National Reconciliation Week
When we talk about National Reconciliation Week it is important to keep in mind what reconciliation means.
- a situation in which two people or groups of people become friendly again after they have argued
- the process of making two opposite beliefs, ideas, or situations agree
Both these meanings provide important context when we consider reconciliation in Australia. Historically Aboriginal and Torres Strait Islander and mainstream Australia have been divided and as a nation we do need to find agreement after a contentious history.
Reconciliation is a national effort; it is a journey for all Australians. At the heart of this journey is relationships, reconciliation is about understanding and connection between the broader Australian community and Aboriginal and Torres Strait Islander peoples.
We all have a role to play when it comes to reconciliation, and in playing our part we collectively build relationships and communities that value Aboriginal and Torres Strait Islander peoples, histories, cultures, and futures. National Reconciliation Week is a time for all Australians to learn about our shared histories, cultures, and achievements, and to explore how each of us can contribute to achieving reconciliation in Australia.
The History of National Reconciliation Week
The dates for National Reconciliation Week are the same each year; 27 May to 3 June. These dates commemorate two significant milestones in Australia’s reconciliation journey— the successful 1967 referendum, and the High Court Mabo decision respectively.

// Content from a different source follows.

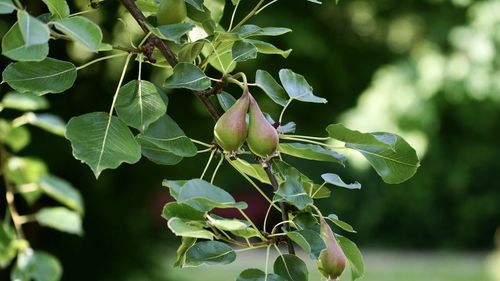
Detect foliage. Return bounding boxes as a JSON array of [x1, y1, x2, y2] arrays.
[[0, 0, 419, 280]]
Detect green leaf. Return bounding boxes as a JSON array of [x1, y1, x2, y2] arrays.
[[54, 16, 102, 52], [35, 207, 83, 235], [137, 115, 197, 162], [337, 236, 365, 280], [115, 80, 167, 131], [186, 241, 236, 266], [345, 133, 420, 184], [17, 10, 50, 46], [66, 112, 141, 178], [42, 0, 69, 19], [279, 69, 327, 103], [231, 40, 257, 62], [2, 92, 49, 111], [276, 177, 314, 210], [177, 179, 247, 212], [0, 119, 31, 152], [2, 58, 76, 95], [2, 22, 49, 61], [255, 69, 288, 106], [278, 143, 346, 166], [161, 202, 205, 221], [326, 214, 356, 233], [168, 218, 214, 240], [163, 62, 211, 91], [273, 254, 309, 281], [11, 248, 62, 281], [236, 268, 286, 281], [286, 229, 326, 259], [26, 112, 66, 137], [0, 0, 16, 14], [38, 175, 84, 214], [326, 124, 396, 148], [246, 39, 292, 58], [321, 173, 361, 189]]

On 27 May 1967 Australia’s most successful referendum to date saw more than 90 per cent of Australians vote to give the Australian Government power to make laws for Aboriginal and Torres Strait Islander people and recognise them in the Census. And 3 June 1992, the Australian High Court delivered the Mabo decision, the culmination of Eddie Koiki Mabo’s challenge to the legal fiction of ‘terra nullius’ (land belonging to no one) and leading to the legal recognition of Aboriginal and Torres Strait Islander peoples as the Traditional Owners and Custodians of lands. This decision paved the way for Native Title.

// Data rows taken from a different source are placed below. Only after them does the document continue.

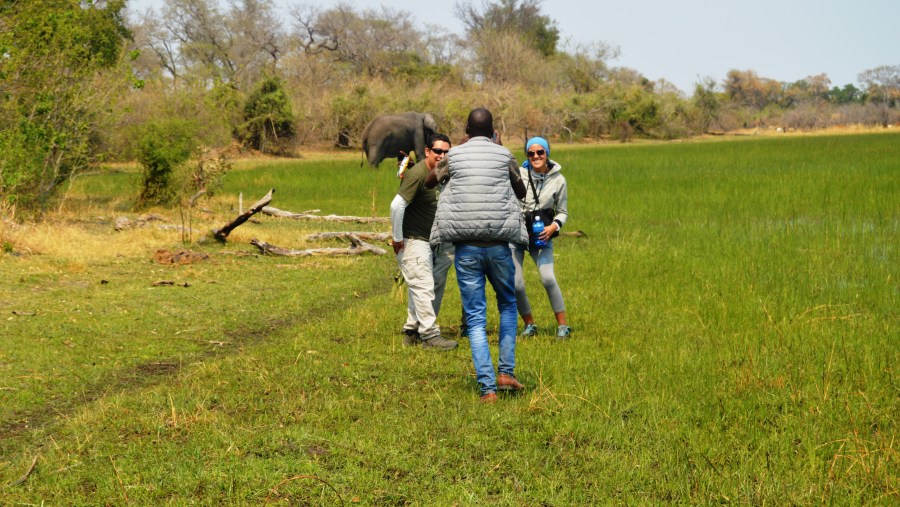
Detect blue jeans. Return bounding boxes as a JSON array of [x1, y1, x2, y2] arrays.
[[454, 244, 518, 394]]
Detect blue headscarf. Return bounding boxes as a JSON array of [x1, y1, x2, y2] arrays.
[[522, 136, 550, 170]]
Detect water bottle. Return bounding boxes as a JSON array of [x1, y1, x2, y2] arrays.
[[531, 214, 547, 248]]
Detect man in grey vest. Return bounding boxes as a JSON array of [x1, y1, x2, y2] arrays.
[[426, 108, 528, 403]]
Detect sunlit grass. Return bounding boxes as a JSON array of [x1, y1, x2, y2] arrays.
[[0, 135, 900, 505]]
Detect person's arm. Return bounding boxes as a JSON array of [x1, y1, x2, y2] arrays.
[[553, 175, 569, 230], [509, 158, 528, 200], [541, 176, 569, 241], [425, 157, 450, 190], [391, 194, 409, 255]]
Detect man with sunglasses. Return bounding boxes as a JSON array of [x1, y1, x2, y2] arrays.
[[391, 134, 458, 350]]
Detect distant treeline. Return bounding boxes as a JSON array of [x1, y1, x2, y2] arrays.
[[0, 0, 900, 207]]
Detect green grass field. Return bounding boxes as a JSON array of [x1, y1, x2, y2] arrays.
[[0, 134, 900, 506]]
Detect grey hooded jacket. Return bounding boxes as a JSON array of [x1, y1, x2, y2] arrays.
[[431, 137, 528, 245], [519, 160, 569, 228]]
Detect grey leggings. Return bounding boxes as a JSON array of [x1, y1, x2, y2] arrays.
[[509, 240, 566, 315]]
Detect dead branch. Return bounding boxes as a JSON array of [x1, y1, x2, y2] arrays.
[[250, 234, 387, 257], [212, 188, 275, 243], [262, 206, 390, 224], [188, 188, 206, 207], [116, 213, 167, 231], [306, 231, 391, 241]]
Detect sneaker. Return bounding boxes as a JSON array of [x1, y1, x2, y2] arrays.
[[497, 373, 525, 391], [403, 329, 422, 347], [481, 391, 497, 405], [520, 324, 537, 338], [422, 335, 459, 350]]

National Reconciliation Week began as the Week of Prayer for Reconciliation in 1993 (the International Year of the World’s Indigenous Peoples) and was supported by Australia’s major faith communities. The Council for Aboriginal Reconciliation was created by the Australian Parliament under the Council for Aboriginal Reconciliation Act 1991 and was funded with a sunset clause till 2001. In 1996, the Council for Aboriginal Reconciliation launched Australia’s first National Reconciliation Week.
As a result of the Council for Aboriginal Reconciliation sunset clause; Reconciliation Australia was established in 2001 to continue to provide national leadership on reconciliation. In the same year, approximately 300,000 people walked across Sydney Harbour Bridge as part of National Reconciliation Week-and subsequently across bridges in cities and towns-to show their support for reconciliation.

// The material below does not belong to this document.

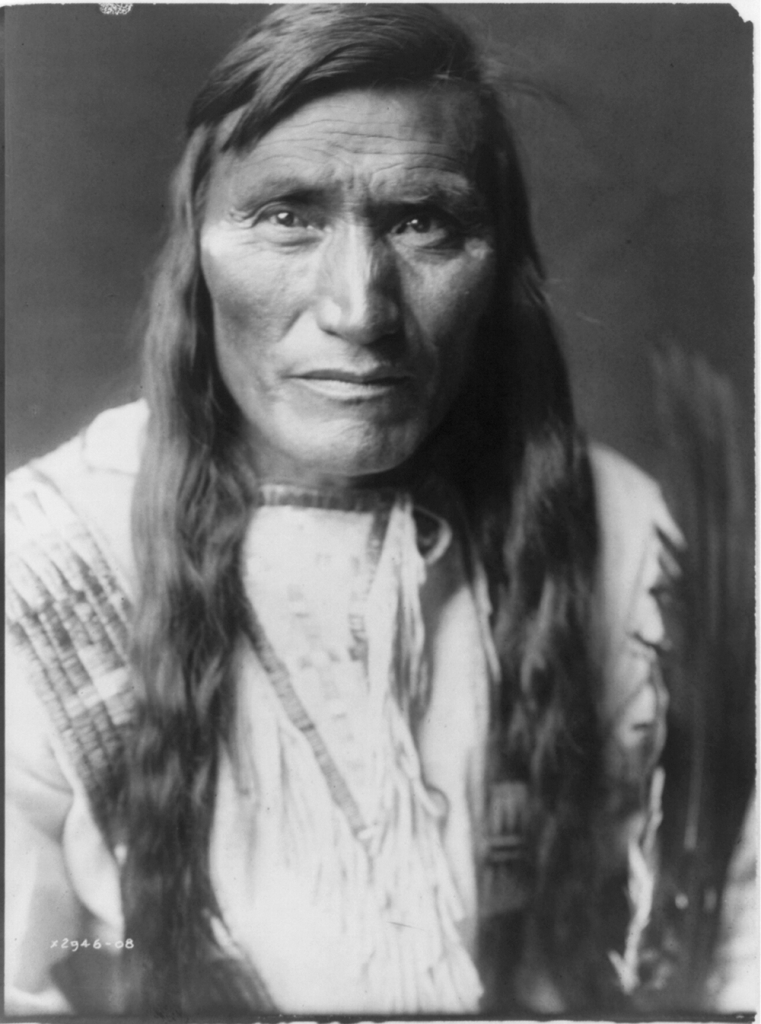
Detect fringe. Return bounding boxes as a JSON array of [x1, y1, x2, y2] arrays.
[[239, 496, 481, 1014]]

National Reconciliation Week Now
Today, National Reconciliation Week is celebrated in workplaces, schools, community organisations and groups, and by individuals Australia-wide.
It is also important to note the day before the start of Reconciliation Week, 26 May, is National Sorry Day, first held in Sydney in 1998 and now commemorated annually to honour the Stolen Generations.
This National Reconciliation Week everyone is encouraged to ‘Be the Voice of a Generation.’ This week and over the coming months we invite you to join Welcome to Country in saying ‘Yes’ and truly recognise Aboriginal and/ or Torres Strait Islander in the Constitution. We support an Aboriginal and/ or Torres Strait Islander Voice, enabling First Nations’ communities to have a direct line of communication with the Government.This historic vote will give all Australians the chance to come together and consider a change to our constitution that will honour and celebrate the rights, history, and ongoing relationship of First Nations Australians and this land. It is a positive step towards reconciliation and the long journey towards a more equitable society. We celebrate this rare chance to make a major positive impact now and for future generations.